[Nummer 2]
Zusje en broertje.
Dezer dagen hebben wij een bijeenkomst bijgewoond van de Maatschappij voor Woordkunst en we zijn tot de slotsom gekomen dat deze Maatschappij en ons Genootschap eigenlijk ‘zusje en broertje’ zijn. Want hetgeen wij beoogen op 't stuk van het schrijven der taal, tracht genoemde Mij. te bereiken in zake het spreken: zuiver Nederlandsch.
Er wordt inderdaad bar slecht gesproken in ons land en we zouden waarlijk niet durven zeggen, wat we gebrekkiger doen: spreken of schrijven. Wanneer men, natuurlijk, de dialecten buiten beschouwing laat (dat zijn historische complexen), dan moet het ons treffen, hoeveel slordiger de gemiddelde Nederlander zijn taal spreekt dan b.v. de gemiddelde Franschman of Engelschman. En wij zijn óók nog slordiger dan de gemiddelde Duitscher al kan die óók wel eens zonderling met zijn taalklanken omgaan, voornamelijk echter met zijn medeklinkers - een echte Berlijner zegt: ‘Eene jut jebratene Jans ist 'ne richtije Jabe Jottes’ - terwijl wij vooral de klinkers verslonzen. Over 't algemeen moet men trouwens, om een taal goed te hooren spreken, niet in de hoofdsteden zijn; het ‘Cockney-’ Engelsch van de geboren City-Londenaars is bekend evenals de illustratie daarvan door het volgende gesprekje tusschen iemand die wel en iemand die niet een ‘Cockney’ was:
Cockney: ‘It is very 'ot in the hair’.
Niet-Cockney: ‘Well, just wipe your hair with some cold water!’
Cockney: ‘No, I don't mean my 'air, I mean the hair of the hatmosphere!’

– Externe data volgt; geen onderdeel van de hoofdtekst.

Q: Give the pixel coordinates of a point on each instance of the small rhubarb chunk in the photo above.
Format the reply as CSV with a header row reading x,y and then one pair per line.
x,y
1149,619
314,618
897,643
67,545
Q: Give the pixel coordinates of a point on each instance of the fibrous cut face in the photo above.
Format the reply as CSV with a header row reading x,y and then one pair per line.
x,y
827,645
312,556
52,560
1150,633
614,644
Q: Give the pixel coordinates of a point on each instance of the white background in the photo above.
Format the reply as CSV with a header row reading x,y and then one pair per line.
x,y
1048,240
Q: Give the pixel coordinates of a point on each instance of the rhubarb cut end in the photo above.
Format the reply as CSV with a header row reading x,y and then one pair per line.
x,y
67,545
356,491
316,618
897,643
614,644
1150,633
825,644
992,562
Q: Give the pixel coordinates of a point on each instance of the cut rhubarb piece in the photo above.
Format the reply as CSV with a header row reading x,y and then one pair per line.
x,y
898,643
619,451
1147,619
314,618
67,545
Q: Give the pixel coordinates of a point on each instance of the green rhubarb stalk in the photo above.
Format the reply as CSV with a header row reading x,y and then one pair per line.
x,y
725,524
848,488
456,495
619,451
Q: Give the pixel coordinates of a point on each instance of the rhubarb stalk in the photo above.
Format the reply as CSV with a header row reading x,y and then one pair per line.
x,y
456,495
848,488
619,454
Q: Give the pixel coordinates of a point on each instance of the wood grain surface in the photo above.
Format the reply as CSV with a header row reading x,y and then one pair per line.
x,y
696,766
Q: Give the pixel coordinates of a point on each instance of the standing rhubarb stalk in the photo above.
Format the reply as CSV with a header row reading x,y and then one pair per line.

Zoo spreken ook Parijzenaars, door de zenuwachtige radheid waarmee ze zich uiten, allerminst mooi Fransch en we herinneren ons, jaren geleden in een Parijschen brief in een der dagbladen eens een staaltje van een zomergesprek op een der Parijsche boulevards te hebben gelezen dat, phonetisch weergegeven, de volgende puzzle leverde:
‘Okifécho!’
- ‘Cépacroiabastépoxi!’
‘Tapalgosiésec?’
- ‘Siméjépalsou’.
‘Moijeané; jtofunboc.’
- ‘Cépadrfu’.
‘Alonzi’.
En dit was aan een Parijsch blad ontleend, zoodat het een Parijschen journalist zelf had getroffen dat zijn stadgenooten zulk bargoensch praatten.
Maar als men in Frankrijk buiten Parijs en in Engeland buiten Londen komt, dan hoort men toch over 't algemeen veel zuiverder Fransch en Engelsch spreken dan wij het Nederlandsch doen. Niet alleen door beschaafde maar ook door eenvoudige lieden.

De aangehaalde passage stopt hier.